“Be still and know that I am God.”
This verse has become my personal mantra. Well, technically it is only part of the verse, but for me, it is the most relevant. The whole verse reads,
Be still, and know that I am God:
I will be exalted among the heathen,
I will be exalted in the earth.
But with everything going on in our crazy world, I find the first part to be the most applicable for me. I oftentimes find myself breaking it down farther into two separate pieces. The first part is “Be still…” Be still…seriously, how hard has this become for us in today’s world? There are constant distractions. Between social media, instant streaming of any movie or tv show you want, music, and just overall noise, our brains become quickly overloaded and saturated with stimuli. Don’t get me wrong, I enjoy being able to hop on the internet and look up information about anything I want. It is especially helpful when the children ask a question that I don’t know how to answer! But on the other hand, I have such a hard time just sitting still for a minute with nothing to distract me. If I find myself with a minute during the day to just sit, I often will browse Pinterest. Again, not a bad thing in and of itself, but it is so easy to kill a couple minutes to a couple of hours just browsing. And the problem is, that my mind is not at rest. Even though I am sitting still, I am not still. My brain is still soaking in all the pictures, reading the blurbs, and contemplating which projects I want to try.
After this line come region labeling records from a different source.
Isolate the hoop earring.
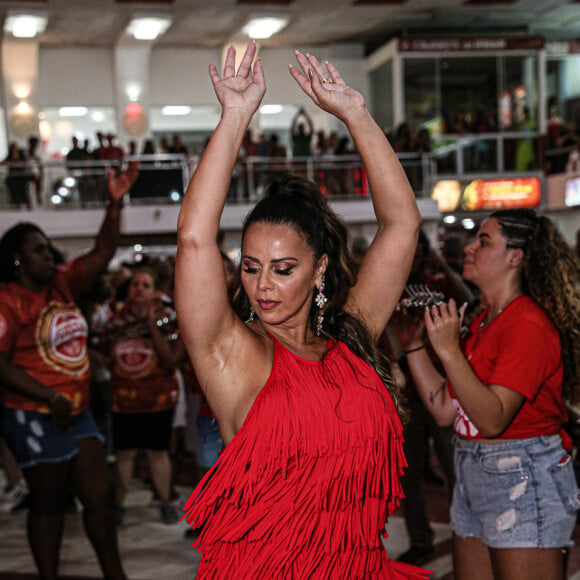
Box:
[314,276,328,336]
[245,307,256,324]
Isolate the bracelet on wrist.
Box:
[48,391,61,405]
[107,196,125,209]
[403,344,425,354]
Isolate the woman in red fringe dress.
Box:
[176,44,426,580]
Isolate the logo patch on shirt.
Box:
[0,314,8,338]
[36,302,89,376]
I admire the moms who get up before their families and have quiet time with their Bibles and God in the morning. This just isn’t feasible for me. Honestly, my quiet time with God is at night when I’m putting G to bed while my husband puts the older ones to sleep. And maybe it isn’t the “best” time, but it is what works for me right now. During this time, I really try and focus on being still with differing amounts of success. Sometimes I just sit quietly in the dark with my eyes closed and listen to what I feel God is putting on my heart. Other times, I pour out whatever is troubling me to God. Everything comes out in a rush and when that happens, I will hear Him telling me to be still. Because God wants peace for us. He doesn’t want us to be troubled, or constantly on the go. It isn’t healthy for our minds or our bodies to never have time to just Be Still.
The second part that I break this verse into is “and know that I am God:”. Oh boy, what a doozy for me. I have such a hard time sometimes handing my fears, worries, and troubles over to God. I have such a hard time letting Him lead. This is a constant struggle for me. I am trying. I am constantly praying about it. And He is constantly challenging me!
If we, as a society and as individuals, could just BE STILL for a minute. Just stop, and KNOW that God is God, what kind of wonders could He work in us? If we could just stop, and take some time out of our hectic days and stop our brains from being in constant overload, what kind of peace might we find?
And once we have found that peace, might we not then praise Him for helping us to reach that attainable peace He wants for all of us?